Widerstand gegen Pläne der EU Ministerinnen lehnen Frauenquote ab

"Nicht der richtige Weg": Deutschland stellt sich offen auf die Seite der Gegner einer rechtlich bindenden Frauenquote. In einem Brief wenden sich Justizministerin Leutheusser-Schnarrenberger und Familienministerin Schröder gegen die Pläne der EU. Damit steht das Vorhaben von Justizkommissarin Reding vor dem Aus.
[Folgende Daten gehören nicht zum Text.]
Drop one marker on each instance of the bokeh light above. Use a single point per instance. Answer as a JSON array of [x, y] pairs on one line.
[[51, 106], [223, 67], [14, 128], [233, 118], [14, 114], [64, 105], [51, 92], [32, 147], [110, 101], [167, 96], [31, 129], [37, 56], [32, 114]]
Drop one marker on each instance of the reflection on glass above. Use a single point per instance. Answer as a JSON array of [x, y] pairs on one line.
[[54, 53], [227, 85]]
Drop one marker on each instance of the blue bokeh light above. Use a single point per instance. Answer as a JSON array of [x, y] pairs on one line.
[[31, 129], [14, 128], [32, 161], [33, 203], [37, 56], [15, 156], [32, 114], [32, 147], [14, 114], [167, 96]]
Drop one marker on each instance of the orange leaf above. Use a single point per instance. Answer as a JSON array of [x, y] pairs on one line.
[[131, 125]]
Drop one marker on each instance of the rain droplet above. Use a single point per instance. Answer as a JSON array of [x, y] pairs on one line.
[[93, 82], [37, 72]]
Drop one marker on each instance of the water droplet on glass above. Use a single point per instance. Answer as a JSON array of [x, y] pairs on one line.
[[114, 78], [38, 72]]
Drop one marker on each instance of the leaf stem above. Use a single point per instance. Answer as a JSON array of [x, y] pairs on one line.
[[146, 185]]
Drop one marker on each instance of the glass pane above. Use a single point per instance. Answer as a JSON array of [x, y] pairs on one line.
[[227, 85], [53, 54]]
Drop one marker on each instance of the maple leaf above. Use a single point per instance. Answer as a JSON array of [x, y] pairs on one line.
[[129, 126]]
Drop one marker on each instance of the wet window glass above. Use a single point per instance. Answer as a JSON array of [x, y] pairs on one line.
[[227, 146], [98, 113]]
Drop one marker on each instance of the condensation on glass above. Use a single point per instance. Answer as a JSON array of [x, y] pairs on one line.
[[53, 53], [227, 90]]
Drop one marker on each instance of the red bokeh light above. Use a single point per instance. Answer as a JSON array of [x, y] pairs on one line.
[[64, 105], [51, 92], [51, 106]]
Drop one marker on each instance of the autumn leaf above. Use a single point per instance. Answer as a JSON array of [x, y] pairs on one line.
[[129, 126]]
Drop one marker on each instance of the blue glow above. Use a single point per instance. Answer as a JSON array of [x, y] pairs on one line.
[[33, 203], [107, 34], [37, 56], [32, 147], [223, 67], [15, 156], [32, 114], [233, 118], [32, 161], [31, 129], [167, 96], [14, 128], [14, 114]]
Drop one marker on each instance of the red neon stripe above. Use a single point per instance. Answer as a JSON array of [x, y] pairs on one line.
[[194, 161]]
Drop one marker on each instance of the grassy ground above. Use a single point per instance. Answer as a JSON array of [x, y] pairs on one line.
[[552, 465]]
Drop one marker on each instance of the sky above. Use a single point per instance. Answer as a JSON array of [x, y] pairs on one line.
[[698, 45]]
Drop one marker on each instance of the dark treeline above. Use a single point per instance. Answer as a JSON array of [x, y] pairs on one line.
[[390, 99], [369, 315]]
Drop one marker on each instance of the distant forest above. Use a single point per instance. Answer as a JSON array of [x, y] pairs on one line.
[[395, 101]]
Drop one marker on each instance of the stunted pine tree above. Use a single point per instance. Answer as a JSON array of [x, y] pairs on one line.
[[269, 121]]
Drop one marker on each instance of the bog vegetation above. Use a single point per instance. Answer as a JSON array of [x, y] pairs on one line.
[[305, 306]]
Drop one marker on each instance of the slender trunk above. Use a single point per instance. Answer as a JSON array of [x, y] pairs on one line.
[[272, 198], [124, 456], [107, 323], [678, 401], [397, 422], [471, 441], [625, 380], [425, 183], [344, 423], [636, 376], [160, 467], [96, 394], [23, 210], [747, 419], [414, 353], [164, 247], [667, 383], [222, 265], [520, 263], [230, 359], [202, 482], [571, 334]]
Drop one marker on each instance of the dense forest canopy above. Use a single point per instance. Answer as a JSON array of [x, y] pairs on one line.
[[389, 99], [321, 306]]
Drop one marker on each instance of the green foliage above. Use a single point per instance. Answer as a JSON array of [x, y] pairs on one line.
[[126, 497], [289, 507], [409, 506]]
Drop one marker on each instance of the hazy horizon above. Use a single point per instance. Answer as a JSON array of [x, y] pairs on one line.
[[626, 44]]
Von Robert Roßmann, Berlin

Die Bundesregierung will die Einführung einer Frauenquote für Unternehmensführungen durch die Europäische Union verhindern. In einem gemeinsamen Brief von Justizministerin Sabine Leutheusser-Schnarrenberger (FDP) und Familienministerin Kristina Schröder (CDU), der der Süddeutschen Zeitung vorliegt, heißt es: "Eine rechtlich bindende Vorgabe der Europäischen Union für eine Quote sehen wir (...) nicht als den richtigen Weg an." Die Quote werde "weder den unterschiedlichen Ausgangsbedingungen in den EU-Mitgliedstaaten noch den branchenspezifischen Bedürfnissen der Unternehmen gerecht".

Der Brief ist an den britischen Wirtschaftsminister Vince Cable adressiert. Großbritannien bemüht sich unter Federführung von Cable seit Längerem, die von der EU-Justizkommissarin Viviane Reding geplante Frauenquote zu verhindern. In ihrem Brief an den Briten schreiben die beiden deutschen Ministerinnen: "Wir begrüßen und unterstützen (...) ausdrücklich die Initiative Großbritanniens", gegenüber der Europäischen Kommission noch einmal die Gründe für die Ablehnung der Quote darzulegen.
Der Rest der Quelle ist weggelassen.